Recorded in 1956, Il Trovatore was the fourth of five Verdi roles she recorded in the studio for the Columbia label. In my view her Leonora here, like her Aida, her Forza del Destino Leonora and her Ballo in Maschera Amelia to follow, shows her voice to be a size too small and vocally inconsistent in the spinto aspects. That she could and did inflect insights into the facets and dilemmas of the characters she was portraying is indisputable and selection of virtues over drawbacks must be personal. Perhaps the best illustration of the strengths and drawbacks can be heard in Callas’s singing of the two main soprano arias, Tacea la notte in placida (CD 1 tr.6) and D’amor sull’ali rosee (CD 2 tr.10). It can also be heard in the more dramatic outbursts when pressure is put on the voice above the stave and unsteadiness ensues. It must be said however, that there is none of the vocal ugliness that marred so many of her later recordings. What is lacking despite trills, decorations and good diction is the sheer beauty of tone, vocal heft and evenness of vocal emission that we came to appreciate when Leontyne Price recorded her interpretation in 1969 (RCA 74321 39504-2).
 
The matter of size of voice is also an issue in respect of Di Stefano’s Manrico. Producer Walter Legge had wanted Richard Tucker for the role. Tucker had missed out when RCA recorded Il Trovatore in 1952, the role of Manrico being handed to Jussi Björling. Tucker, a devout Jew, preferred not to be associated with Karajan whose connections with the Nazi regime in World War II were, to say the least, questionable and the part went to Di Stefano. In the lyrical passages he sings and phrases well, but lacks the vocal heft that the role really requires. Inevitably this is evident in Manrico’s big scena in act 3, Ah si, ben mio (CD 2 tr.6) and Di quella pira (CD2 tr.8) when the voice takes on a bleating character rather than a full-toned attack. Rolando Panerai’s De Luna is rather monochrome and his Tace la notte….Il Trovador! Lo tremo (CD1 trs.9-10) and Il balen (CD 1 tr.24) are much better heard in other performances, not least in the rival budget-priced Naxos issue of the RCA 1952 where Leonard Warren sings the role. That recording, recently re-mastered, by Mark Obert-Thorn, features a fine quartet of singers including Jussi Björling and Zinka Milanov. The latter portrays a fiercely dramatic Leonora with the size of voice, if not always the control, to do the role full justice (see review). What the RCA recording shares with this EMI issue is the fine interpretation of Azucena by Fedora Barbieri whose Stride la vampa (CD 1tr.15) and Ai nostri monte (CD 2 tr.19) are achieved with seemingly effortless sonority and expressive characterisation.

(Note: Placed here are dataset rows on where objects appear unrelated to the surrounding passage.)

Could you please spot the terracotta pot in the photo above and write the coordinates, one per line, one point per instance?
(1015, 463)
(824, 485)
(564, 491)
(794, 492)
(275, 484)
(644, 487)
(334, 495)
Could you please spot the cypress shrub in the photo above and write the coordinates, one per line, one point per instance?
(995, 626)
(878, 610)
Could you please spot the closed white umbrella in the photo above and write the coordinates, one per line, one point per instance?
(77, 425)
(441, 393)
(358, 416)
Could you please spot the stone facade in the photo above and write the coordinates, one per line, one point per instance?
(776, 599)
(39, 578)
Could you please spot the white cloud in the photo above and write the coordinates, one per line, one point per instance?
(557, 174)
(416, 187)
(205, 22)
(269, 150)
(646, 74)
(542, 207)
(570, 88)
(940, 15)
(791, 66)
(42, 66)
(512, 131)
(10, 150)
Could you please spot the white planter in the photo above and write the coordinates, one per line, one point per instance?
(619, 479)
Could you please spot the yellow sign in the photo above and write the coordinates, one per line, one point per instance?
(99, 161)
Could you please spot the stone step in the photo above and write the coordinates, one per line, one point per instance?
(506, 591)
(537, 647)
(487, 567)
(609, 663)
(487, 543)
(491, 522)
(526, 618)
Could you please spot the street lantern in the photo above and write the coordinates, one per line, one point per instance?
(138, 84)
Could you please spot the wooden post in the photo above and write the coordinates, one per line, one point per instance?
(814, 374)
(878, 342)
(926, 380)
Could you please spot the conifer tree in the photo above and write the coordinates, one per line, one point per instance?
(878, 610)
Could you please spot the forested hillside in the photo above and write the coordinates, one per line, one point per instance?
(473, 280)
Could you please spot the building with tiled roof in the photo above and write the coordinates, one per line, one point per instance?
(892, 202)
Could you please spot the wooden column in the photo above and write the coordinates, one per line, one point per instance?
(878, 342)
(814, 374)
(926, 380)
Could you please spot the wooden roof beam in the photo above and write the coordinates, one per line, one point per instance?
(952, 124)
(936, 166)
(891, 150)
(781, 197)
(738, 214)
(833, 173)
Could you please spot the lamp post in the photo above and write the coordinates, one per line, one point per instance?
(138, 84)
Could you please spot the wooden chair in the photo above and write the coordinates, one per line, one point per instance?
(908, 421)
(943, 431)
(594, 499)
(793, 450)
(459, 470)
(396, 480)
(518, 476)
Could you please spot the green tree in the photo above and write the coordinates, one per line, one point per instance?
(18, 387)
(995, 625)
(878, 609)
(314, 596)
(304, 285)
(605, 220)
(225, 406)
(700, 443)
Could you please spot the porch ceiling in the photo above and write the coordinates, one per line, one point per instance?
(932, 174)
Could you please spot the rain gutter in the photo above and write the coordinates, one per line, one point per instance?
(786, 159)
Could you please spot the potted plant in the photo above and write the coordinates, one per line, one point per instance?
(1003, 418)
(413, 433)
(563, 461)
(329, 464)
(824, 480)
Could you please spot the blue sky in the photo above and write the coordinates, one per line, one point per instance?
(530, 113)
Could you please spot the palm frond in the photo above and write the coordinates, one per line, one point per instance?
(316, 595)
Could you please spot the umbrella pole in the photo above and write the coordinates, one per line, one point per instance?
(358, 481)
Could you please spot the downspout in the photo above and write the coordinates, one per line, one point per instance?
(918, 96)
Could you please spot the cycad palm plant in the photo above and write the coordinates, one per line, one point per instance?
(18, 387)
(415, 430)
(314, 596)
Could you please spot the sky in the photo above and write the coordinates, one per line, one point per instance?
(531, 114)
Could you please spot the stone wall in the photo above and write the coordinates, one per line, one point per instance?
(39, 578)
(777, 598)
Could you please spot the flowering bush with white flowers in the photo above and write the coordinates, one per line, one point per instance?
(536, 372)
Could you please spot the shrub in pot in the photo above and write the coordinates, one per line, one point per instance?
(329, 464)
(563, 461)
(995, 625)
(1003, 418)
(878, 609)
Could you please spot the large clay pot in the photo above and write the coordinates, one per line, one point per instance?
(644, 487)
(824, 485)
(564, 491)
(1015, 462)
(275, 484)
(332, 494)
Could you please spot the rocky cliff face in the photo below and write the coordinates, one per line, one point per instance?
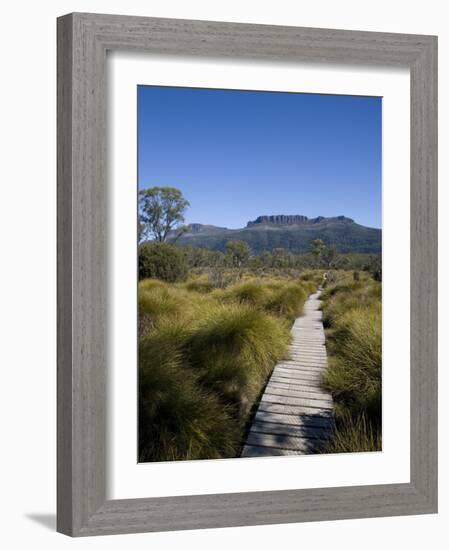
(292, 232)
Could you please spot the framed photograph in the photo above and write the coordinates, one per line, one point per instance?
(247, 274)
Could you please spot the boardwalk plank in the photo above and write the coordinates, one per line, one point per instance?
(295, 414)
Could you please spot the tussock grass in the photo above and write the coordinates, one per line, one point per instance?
(354, 435)
(234, 349)
(205, 354)
(288, 301)
(178, 418)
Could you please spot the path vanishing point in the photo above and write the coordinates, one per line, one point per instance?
(295, 415)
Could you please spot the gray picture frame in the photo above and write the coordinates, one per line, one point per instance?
(83, 40)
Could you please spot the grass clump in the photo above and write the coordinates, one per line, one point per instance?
(234, 349)
(205, 354)
(288, 301)
(178, 418)
(352, 311)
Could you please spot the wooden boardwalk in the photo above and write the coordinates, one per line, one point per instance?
(295, 415)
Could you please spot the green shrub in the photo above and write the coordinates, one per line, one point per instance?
(162, 261)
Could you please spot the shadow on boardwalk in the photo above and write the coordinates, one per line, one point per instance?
(295, 415)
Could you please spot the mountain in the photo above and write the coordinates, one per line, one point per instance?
(293, 232)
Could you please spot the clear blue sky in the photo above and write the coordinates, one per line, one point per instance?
(237, 155)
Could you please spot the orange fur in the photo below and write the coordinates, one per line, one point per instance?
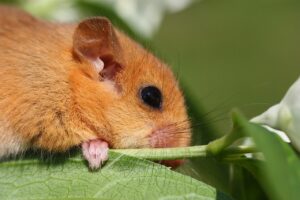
(52, 100)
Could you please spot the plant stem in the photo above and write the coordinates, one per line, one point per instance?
(181, 152)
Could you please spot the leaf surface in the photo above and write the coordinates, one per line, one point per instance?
(122, 177)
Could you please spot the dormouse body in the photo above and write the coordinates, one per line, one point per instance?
(88, 84)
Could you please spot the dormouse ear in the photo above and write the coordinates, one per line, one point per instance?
(95, 41)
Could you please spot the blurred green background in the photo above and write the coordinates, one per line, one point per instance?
(234, 53)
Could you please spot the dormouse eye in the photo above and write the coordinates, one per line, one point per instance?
(151, 96)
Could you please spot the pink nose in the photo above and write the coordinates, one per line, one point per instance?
(160, 138)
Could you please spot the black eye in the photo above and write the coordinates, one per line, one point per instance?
(151, 96)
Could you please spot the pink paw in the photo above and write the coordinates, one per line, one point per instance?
(95, 152)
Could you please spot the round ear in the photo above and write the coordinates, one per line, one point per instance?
(95, 41)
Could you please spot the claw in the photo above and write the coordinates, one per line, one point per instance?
(95, 152)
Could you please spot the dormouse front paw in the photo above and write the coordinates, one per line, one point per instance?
(95, 152)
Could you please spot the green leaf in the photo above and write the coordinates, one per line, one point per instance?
(279, 175)
(122, 177)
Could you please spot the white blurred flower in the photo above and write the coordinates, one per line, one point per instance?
(285, 116)
(143, 16)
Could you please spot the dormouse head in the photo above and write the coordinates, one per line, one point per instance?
(126, 95)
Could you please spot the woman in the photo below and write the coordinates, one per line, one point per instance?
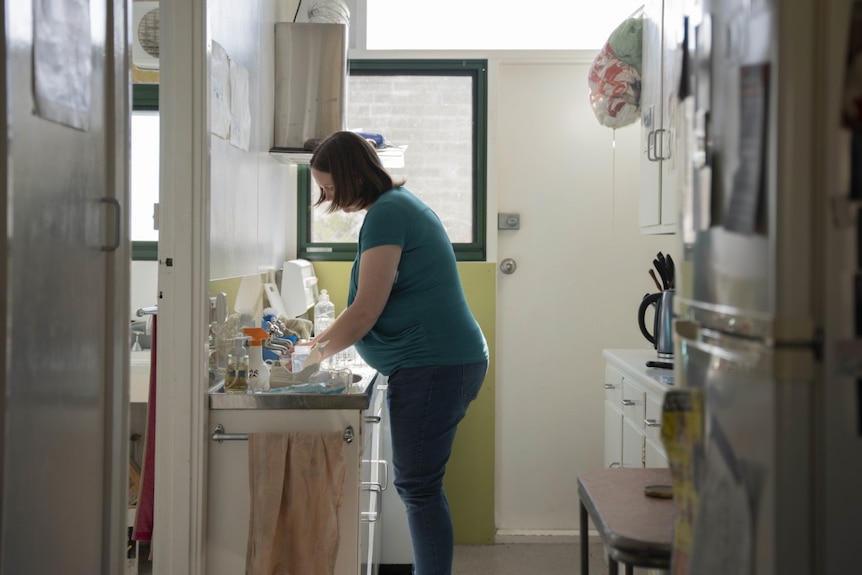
(408, 318)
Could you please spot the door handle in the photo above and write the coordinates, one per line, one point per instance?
(117, 220)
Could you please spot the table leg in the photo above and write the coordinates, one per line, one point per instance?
(585, 550)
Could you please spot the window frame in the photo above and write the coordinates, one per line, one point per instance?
(145, 97)
(475, 250)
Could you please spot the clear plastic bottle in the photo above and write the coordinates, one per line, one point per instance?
(258, 371)
(236, 374)
(324, 313)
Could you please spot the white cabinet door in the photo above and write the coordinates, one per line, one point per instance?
(651, 107)
(633, 444)
(613, 435)
(662, 27)
(654, 455)
(228, 500)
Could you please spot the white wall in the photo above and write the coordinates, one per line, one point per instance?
(582, 271)
(248, 188)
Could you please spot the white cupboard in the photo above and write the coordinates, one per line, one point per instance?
(633, 398)
(662, 35)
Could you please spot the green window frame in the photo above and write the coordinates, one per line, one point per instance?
(145, 97)
(474, 250)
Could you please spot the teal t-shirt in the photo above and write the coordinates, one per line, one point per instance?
(426, 320)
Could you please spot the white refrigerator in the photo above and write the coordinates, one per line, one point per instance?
(768, 289)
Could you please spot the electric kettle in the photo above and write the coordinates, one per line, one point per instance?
(662, 332)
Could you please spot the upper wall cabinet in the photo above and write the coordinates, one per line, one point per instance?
(662, 36)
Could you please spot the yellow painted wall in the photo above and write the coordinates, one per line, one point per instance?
(469, 478)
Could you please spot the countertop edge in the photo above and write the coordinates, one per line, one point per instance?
(632, 362)
(357, 400)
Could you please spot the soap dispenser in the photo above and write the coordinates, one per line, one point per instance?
(258, 370)
(324, 313)
(236, 373)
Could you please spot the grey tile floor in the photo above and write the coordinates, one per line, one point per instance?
(526, 559)
(512, 559)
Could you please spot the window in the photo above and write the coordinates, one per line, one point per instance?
(144, 170)
(436, 112)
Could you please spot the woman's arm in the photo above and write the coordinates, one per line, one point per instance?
(377, 269)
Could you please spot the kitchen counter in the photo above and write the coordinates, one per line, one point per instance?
(358, 396)
(632, 362)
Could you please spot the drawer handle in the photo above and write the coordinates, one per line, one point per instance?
(372, 516)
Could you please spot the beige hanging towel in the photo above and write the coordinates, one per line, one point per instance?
(296, 481)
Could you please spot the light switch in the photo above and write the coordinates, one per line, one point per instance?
(508, 221)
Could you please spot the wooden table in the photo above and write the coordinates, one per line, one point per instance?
(637, 530)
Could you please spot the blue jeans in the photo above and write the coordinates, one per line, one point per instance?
(425, 406)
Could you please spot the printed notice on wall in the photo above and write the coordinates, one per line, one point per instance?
(220, 92)
(62, 66)
(240, 114)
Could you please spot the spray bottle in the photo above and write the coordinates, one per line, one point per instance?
(236, 373)
(258, 371)
(324, 313)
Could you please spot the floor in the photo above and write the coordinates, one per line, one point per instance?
(512, 559)
(526, 559)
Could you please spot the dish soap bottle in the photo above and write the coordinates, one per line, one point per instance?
(258, 371)
(324, 313)
(236, 373)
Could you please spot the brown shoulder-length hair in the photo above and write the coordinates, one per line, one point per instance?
(357, 174)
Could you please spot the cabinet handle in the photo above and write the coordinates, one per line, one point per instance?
(118, 218)
(660, 134)
(376, 489)
(383, 463)
(651, 146)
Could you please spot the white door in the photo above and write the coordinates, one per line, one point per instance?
(555, 168)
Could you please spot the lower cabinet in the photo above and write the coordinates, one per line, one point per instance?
(374, 481)
(360, 513)
(633, 400)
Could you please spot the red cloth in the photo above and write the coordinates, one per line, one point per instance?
(146, 498)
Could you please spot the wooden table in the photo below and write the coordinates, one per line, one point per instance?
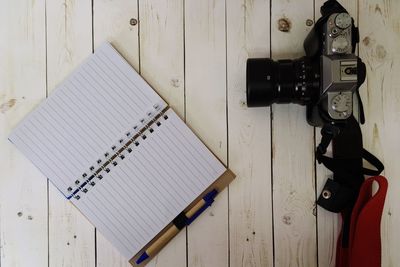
(193, 53)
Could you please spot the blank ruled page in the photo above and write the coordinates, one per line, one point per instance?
(92, 139)
(151, 185)
(85, 117)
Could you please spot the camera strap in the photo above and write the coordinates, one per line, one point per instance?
(349, 194)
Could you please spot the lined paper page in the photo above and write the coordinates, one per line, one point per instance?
(132, 203)
(86, 115)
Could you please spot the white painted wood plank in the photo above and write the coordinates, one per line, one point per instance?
(116, 22)
(379, 24)
(292, 150)
(251, 242)
(161, 49)
(205, 54)
(23, 190)
(329, 224)
(69, 42)
(162, 66)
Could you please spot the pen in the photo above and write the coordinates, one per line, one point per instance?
(174, 229)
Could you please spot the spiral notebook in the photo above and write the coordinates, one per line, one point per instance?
(115, 149)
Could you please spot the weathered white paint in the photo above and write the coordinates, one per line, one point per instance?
(23, 190)
(250, 209)
(205, 59)
(292, 150)
(193, 53)
(379, 24)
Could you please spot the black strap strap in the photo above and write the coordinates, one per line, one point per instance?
(338, 166)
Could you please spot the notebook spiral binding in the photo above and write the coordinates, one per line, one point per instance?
(117, 152)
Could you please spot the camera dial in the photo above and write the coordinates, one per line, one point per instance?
(343, 20)
(340, 45)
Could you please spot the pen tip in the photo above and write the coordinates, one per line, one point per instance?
(142, 258)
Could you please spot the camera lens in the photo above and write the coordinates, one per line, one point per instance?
(282, 81)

Nicola Zaccaria gives a good rendering of Ferrando’s music (CD 1 trs.1-50 and (CD 2 trs.1-4).
 
Where this recording scores over the 1952 RCA issue is in Karajan’s conducting and his opening of cuts that were omitted on the earlier set. The timing gives the clue if not the detail. There is more than 129 minutes of the opera here compared with only 116 on the RCA. But it is not merely a question of the extra music but how the conductor brings the drama so vividly to life. His pacing and support for his singers is first rate and with good transfers allowing a wide undistorted dynamic, not always a strength on some GROCs, Karajan’s contribution makes full use of Verdi’s inspiration.